An auxiliary plot revolves around the warming of Cassie’s sang-froid just enough to accommodate the longings of a former classmate. He shows up at the coffee bar, smitten, albeit patronizingly so. The best joke in the film comes when Cassie brings her beau (Bo Burnham) home to meet the parents. Over dinner, Cassie’s mother asks what he does for a living. “I’m a pediatrician,” he answers. “Oh, your parents must be proud of you!” the mother chirps. “No,” Bo avers, “They would have preferred that I’d become a DJ.”
Carey Mulligan’s Cassie is built around the spine of confidence her mission requires. She sizes up her prey with the fanatical zeal of a suicide assassin. She won’t discharge until the precise moment that she has the whites of his eyes in her crosshairs.
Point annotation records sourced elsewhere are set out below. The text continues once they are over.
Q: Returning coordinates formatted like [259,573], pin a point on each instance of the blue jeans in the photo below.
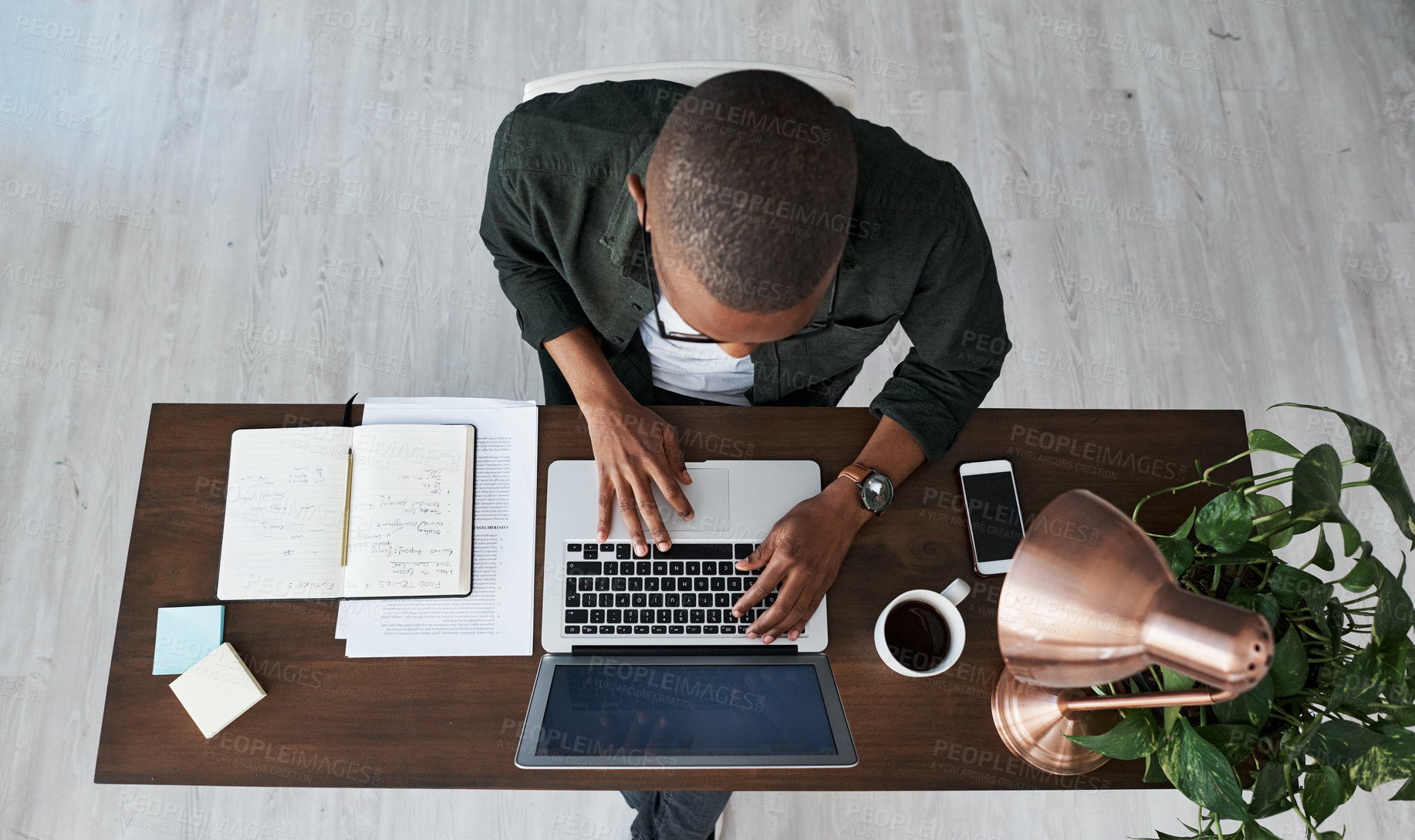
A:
[675,815]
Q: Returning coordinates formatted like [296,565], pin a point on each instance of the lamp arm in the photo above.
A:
[1150,700]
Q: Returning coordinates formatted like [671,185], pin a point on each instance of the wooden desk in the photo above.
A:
[453,723]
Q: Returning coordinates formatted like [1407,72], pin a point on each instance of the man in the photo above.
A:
[743,242]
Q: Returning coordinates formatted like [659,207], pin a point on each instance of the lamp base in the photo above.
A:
[1033,727]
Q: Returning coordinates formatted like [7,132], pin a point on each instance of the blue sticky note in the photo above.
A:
[186,636]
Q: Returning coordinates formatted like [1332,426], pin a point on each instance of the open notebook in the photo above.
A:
[349,512]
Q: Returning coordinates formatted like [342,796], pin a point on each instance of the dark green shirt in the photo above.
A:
[563,234]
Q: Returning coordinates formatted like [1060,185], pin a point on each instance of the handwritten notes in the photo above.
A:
[285,514]
[408,502]
[408,511]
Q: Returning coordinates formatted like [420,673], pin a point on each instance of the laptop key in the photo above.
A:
[695,552]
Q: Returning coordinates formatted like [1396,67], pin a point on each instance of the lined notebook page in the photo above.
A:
[408,512]
[285,514]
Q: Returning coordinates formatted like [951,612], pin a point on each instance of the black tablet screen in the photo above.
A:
[620,709]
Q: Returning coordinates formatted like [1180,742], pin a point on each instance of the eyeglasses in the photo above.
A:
[699,337]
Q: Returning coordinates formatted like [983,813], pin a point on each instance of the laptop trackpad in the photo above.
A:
[708,495]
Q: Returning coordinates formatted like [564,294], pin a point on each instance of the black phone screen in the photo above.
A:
[992,515]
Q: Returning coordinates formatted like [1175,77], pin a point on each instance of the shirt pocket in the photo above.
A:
[849,341]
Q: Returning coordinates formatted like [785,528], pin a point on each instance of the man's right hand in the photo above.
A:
[636,449]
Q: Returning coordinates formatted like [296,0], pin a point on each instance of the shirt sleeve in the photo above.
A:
[546,307]
[960,336]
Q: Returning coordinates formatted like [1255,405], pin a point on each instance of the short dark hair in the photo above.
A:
[753,181]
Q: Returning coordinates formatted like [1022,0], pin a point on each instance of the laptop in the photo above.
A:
[647,666]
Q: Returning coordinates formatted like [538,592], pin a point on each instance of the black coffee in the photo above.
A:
[917,636]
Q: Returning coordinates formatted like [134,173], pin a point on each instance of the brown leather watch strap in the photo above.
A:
[856,473]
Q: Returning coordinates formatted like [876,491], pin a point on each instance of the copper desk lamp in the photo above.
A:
[1090,600]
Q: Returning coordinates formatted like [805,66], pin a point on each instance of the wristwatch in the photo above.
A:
[876,490]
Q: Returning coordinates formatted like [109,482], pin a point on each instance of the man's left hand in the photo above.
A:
[802,553]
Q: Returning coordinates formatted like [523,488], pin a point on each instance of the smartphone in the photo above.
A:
[994,514]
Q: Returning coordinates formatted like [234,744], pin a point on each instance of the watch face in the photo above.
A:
[876,492]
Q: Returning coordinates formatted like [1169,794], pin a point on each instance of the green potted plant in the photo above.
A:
[1333,713]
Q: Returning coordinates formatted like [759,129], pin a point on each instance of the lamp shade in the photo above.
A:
[1090,600]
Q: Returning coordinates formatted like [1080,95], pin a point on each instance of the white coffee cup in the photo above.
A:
[947,606]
Given the message-burdened first-time script, the actors do justice to their most predictable characters, crafted by Fennell to mirror predictable viewers’ predictably puzzled responses.
Promising Young Woman will be popular with the “cut it off” wing of the feminist movement and their cheering section, for whom revenge is enough, yet there is never enough revenge. For those who await a better day, or a reconciliation like the one favored by Nelson Mandela with South African Boers and others who supported Apartheid in its day, Carrie’s playbook will look like a well-constructed exercise in self-destruction. Regardless of how well it succeeds in placing the shoe on the other foot, so men appreciate what it feels like to be a raped woman, her controlling argument still rests on a misalliance with rapists and their enablers. Only when those on the right side of history uphold the presumption of innocence as the prerequisite for winning justice and reconcile errors in judgment by youthful offenders with their now-mature bona fide efforts to own up to their culpability, will we be able to knit together the enlightening filament of human solidarity and mutual respect that bind free men with free women.